Spoilers for Parks and Recreation, The Office and 30 Rock coming up after the jump:
None of NBC’s comedies had its best night last night (well, none of the ones that I follow—maybe Earl knocked it out of the park), but I notice looking back that each one was distinguished by a moment of physical comedy.
Parks and Recreation opened with a pre-credits sequence of Leslie Knope coming across a group of teenagers having a dog-doo fight using discarded poop-bags in a town park. It seemed like a weak setup—a cheap way to put Leslie through another humiliating situation as she ineffectually confronted the kids. But the scene turned around and surprised me, when she picked up a garbage can shield and went all warrior princes, finding that she could hold her own—and tht the poop fight was actually fun.
It’s a pretty good metaphor, actually, for what the show needs to do with Leslie if it gets a second season (which I hope it does). Her job and role in the community necessarily involves getting involved in a lot of poop fights.
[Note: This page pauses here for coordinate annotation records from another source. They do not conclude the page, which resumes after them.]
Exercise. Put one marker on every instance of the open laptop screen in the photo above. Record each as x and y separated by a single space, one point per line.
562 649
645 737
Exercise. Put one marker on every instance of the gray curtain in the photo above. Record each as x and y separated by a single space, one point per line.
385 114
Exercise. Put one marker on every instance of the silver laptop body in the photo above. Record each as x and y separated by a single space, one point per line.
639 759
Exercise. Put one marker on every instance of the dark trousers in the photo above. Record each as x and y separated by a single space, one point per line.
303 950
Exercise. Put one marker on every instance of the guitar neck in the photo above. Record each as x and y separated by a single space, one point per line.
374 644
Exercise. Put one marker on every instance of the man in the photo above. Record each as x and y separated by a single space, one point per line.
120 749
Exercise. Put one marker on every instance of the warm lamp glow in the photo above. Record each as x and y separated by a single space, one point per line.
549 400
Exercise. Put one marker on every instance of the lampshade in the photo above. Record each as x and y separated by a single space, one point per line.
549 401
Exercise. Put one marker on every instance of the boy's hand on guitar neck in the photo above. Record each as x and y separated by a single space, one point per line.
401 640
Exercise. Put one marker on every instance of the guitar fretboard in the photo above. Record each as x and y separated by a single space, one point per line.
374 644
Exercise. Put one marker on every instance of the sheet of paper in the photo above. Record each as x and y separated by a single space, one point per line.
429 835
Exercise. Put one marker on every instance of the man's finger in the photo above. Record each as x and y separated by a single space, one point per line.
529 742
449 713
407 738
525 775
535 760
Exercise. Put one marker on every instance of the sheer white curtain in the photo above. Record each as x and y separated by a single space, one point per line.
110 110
If she is merely a bumbling, nervous idiot who gets crap flung on her, she’ll get boring fast; the show works when we also see that she’s capable of throwing crap back, and even enjoying it. (The lesson, actually, of the A plot, where she learns that screwing up and getting a letter in her file is precisely the ticket to getting in “the boys’ club.”)
I also hope the show will expand its peripheral characters and flesh out the ones it has, and last night made some good steps toward that. Tom is still the least interesting character, even if he’s the ha-ha funniest: his mock interrogation of Leslie was deftly handled. But the episode managed to put some flesh on what had started out as two fairly unsympathetic characters. First, Ron turns out to be a not-entirely-horrible boss, defending Leslie in her disciplinary review (even if he did it because he hated being in the meeting, his body language suggested it wasn’t just that). Andy, meanwhile, was surprisingly sweet in his fumbling efforts to clean house: he’s a leech who seems self-aware enough to know he’s a leech and to make some efforts against it, even if he’s always going to be that guy who throws his garbage in the pit. Also: he got a naked crutch chase.
Any episode of The Office coming off the Michael Scott Paper Company arc, meanwhile, was bound to be a comedown, even if I still enjoyed last night. (I was especially gratified that Michael gave Pam the sales job—not just because Pam deserved it, but because it showed Michael growing; the old Michael could never have overcome his man-crush on Ryan to recognize that Pam was the more valuable worker.)
So let’s just focus on Kevin’s pre-credits chili spill, which was an absolute thing of beauty. The slapstick scene itself would have been funny enough, as Kevin slid around in the tomatoey mess and tried in a panic to shovel it off the carpet into the pot. But what had me gasping for air was the brilliant decision to play his confident, bragging description of his chili recipe over the scene: it was Kevin’s image of himself as an adult, and his outward presentation as an overgrown six-year-old all laid out at once.
As for 30 Rock, I was a little bit surprised it didn’t do more with the premise of Liz and Tracy’s competition. One thing that has always distinguished this show was the sophisticated way that it treats race and gender issues, as well as (usually through Tracy and Jenna) race versus gender issues. But “The Natural Order” seemed way to on the nose in how it addressed the undergirding question of whether it’s ever OK to treat people in different groups differently. And the whole who-can-handle-equality-best contest was a sitcom chestnut straight out of an old boys-vs.-girls Brady Bunch. (The climactic scene between Jack and his mother, on the other hand, was very touching and a rare instance where a 30 Rock episode peaked on an almost straight-dramatic moment. I wouldn’t have minded a little more Jack-and-mom and a little less Liz-and-Tracy.)
All that said—I could watch Tina Fey try and fail to wrestle a giant water jug into a water cooler until the end of time.